Ferrell has two high-school aged children, and spends a lot of time on the court with daughter Cassidy, who is attempting to earn a scholarship to play college tennis.
For the past two years, she has served as the coordinator for the Southern California teams (35s to 80s) that recently competed in the National Senior Women’s Intersectionals in San Antonio, Texas.
The 75s SoCal team brought home the gold, the 65s won the bronze and Ferrell played on the 55 team which won silver.
“I love the challenge of Intersectional competition and have been a part of the teams as a player on and off for the past nine years,” Ferrell said. “It’s such a great event and an honor to represent Southern California. I have seen the interest continue to grow as more players see the opportunity to compete against other regions of the country in a team event as a great experience.”
Memberships at Balboa have fluctuated between 1,200 to 1,400 members in the years Ferrell has been the director. The public facility costs just $6 for an adult day pass that anyone has access to and overall attracts players locally and nearly 6000 visitors annually.

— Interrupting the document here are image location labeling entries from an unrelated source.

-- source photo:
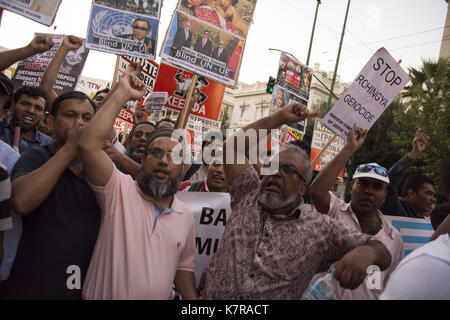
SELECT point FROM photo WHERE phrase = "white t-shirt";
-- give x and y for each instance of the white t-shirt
(423, 275)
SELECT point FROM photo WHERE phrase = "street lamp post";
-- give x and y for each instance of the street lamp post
(312, 33)
(338, 56)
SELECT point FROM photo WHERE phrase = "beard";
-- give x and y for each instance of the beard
(157, 190)
(271, 201)
(135, 155)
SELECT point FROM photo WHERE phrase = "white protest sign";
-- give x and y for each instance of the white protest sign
(370, 94)
(211, 211)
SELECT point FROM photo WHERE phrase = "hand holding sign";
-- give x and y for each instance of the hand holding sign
(133, 68)
(41, 43)
(296, 112)
(71, 43)
(420, 142)
(132, 87)
(356, 138)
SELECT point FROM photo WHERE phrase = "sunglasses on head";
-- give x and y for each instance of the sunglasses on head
(381, 171)
(140, 28)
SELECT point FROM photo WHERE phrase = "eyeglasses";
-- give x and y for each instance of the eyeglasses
(158, 154)
(140, 28)
(285, 171)
(381, 171)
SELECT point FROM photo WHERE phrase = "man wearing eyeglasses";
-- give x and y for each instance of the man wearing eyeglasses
(368, 191)
(418, 194)
(146, 242)
(141, 31)
(272, 246)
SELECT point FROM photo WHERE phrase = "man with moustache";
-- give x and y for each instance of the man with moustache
(138, 140)
(272, 246)
(146, 242)
(28, 109)
(368, 190)
(60, 215)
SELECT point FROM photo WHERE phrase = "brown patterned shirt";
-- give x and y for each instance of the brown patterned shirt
(263, 256)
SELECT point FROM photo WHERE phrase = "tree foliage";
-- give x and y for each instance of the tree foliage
(424, 104)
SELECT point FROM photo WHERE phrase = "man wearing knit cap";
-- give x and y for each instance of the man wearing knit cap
(146, 241)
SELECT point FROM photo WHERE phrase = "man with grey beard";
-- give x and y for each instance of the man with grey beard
(137, 140)
(272, 246)
(146, 241)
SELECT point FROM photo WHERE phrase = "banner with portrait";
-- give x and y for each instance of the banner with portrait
(230, 16)
(204, 49)
(42, 11)
(294, 75)
(29, 71)
(205, 114)
(124, 27)
(148, 76)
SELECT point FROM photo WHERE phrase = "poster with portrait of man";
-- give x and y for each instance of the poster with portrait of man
(122, 32)
(42, 11)
(145, 7)
(233, 16)
(29, 71)
(201, 48)
(294, 75)
(282, 97)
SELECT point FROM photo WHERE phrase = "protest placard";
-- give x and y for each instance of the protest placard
(125, 28)
(155, 101)
(415, 232)
(90, 85)
(194, 45)
(294, 75)
(205, 113)
(29, 71)
(148, 77)
(230, 16)
(281, 97)
(42, 11)
(370, 94)
(320, 138)
(211, 211)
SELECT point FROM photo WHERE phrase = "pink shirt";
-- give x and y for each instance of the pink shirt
(129, 262)
(387, 235)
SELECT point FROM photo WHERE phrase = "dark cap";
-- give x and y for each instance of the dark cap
(6, 85)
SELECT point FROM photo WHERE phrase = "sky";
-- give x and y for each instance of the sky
(411, 30)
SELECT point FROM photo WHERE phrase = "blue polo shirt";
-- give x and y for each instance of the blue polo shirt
(7, 135)
(59, 234)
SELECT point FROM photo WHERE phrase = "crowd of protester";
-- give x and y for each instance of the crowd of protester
(84, 216)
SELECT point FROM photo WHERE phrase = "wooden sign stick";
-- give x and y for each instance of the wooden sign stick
(323, 149)
(184, 115)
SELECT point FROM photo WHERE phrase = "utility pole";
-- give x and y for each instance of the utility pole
(312, 33)
(337, 59)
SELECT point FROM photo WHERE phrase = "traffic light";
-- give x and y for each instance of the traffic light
(270, 85)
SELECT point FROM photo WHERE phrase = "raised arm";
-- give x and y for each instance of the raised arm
(291, 113)
(39, 44)
(97, 164)
(318, 191)
(398, 171)
(131, 166)
(30, 190)
(51, 73)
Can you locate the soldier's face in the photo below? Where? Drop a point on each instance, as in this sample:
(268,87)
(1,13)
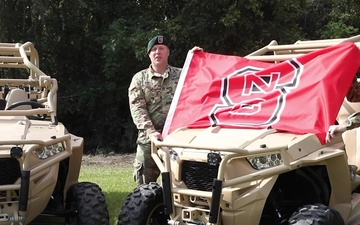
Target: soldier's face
(159,55)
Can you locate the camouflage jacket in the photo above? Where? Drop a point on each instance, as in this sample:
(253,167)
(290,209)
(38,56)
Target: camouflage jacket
(353,121)
(150,97)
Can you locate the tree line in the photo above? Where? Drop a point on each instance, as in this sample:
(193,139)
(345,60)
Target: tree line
(94,47)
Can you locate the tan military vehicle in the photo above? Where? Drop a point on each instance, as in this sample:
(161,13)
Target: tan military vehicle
(39,159)
(236,176)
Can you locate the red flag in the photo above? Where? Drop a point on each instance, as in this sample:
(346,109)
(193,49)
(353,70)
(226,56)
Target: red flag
(301,95)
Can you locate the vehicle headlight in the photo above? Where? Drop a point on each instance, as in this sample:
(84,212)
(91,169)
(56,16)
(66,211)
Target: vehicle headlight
(265,161)
(50,150)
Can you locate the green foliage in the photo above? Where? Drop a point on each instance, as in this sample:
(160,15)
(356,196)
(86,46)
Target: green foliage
(94,47)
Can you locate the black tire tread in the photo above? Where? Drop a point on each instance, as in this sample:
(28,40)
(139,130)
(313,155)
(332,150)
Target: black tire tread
(91,204)
(317,214)
(140,203)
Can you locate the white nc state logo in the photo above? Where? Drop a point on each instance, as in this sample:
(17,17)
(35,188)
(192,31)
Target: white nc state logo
(254,97)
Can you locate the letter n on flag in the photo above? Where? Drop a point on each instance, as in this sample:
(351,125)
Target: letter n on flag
(301,95)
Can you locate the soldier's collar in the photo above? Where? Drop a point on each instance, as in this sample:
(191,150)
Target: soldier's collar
(153,73)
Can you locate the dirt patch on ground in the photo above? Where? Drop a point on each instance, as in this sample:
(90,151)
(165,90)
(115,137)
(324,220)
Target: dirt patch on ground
(119,160)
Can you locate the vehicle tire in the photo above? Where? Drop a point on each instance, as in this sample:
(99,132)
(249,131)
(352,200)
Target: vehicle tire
(317,214)
(89,204)
(144,206)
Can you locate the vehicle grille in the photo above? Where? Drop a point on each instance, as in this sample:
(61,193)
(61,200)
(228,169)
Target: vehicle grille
(198,175)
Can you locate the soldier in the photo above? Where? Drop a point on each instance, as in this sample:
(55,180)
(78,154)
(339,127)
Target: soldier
(353,121)
(150,94)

“The Club is always looking to get better and to improve,” Ferrell said. “We have five major tournaments that we sponsor during the year, over 30 league teams and a terrific board of Directors who strive to keep the Club as one of the best public facilities in the country.”
The Balboa Tennis Club also runs weekly military wounded, ill and injured classes. Last spring, the Club held The 3rd Annual Wounded Warrior Tennis Camp that hosted active duty and veterans from all branches of the armed services. The camp is run by Balboa Tennis Club Tennis Director Geoff Griffin and San Diego District Tennis Association President Steve Kappes.
“They just finished a mini wheelchair camp with about 20 players in October,” Ferrell said. “They really put on a great show for these guys who have done so much for our country. It just keeps getting bigger and bigger and we are proud to have the Wounded Warrior’s at our club.”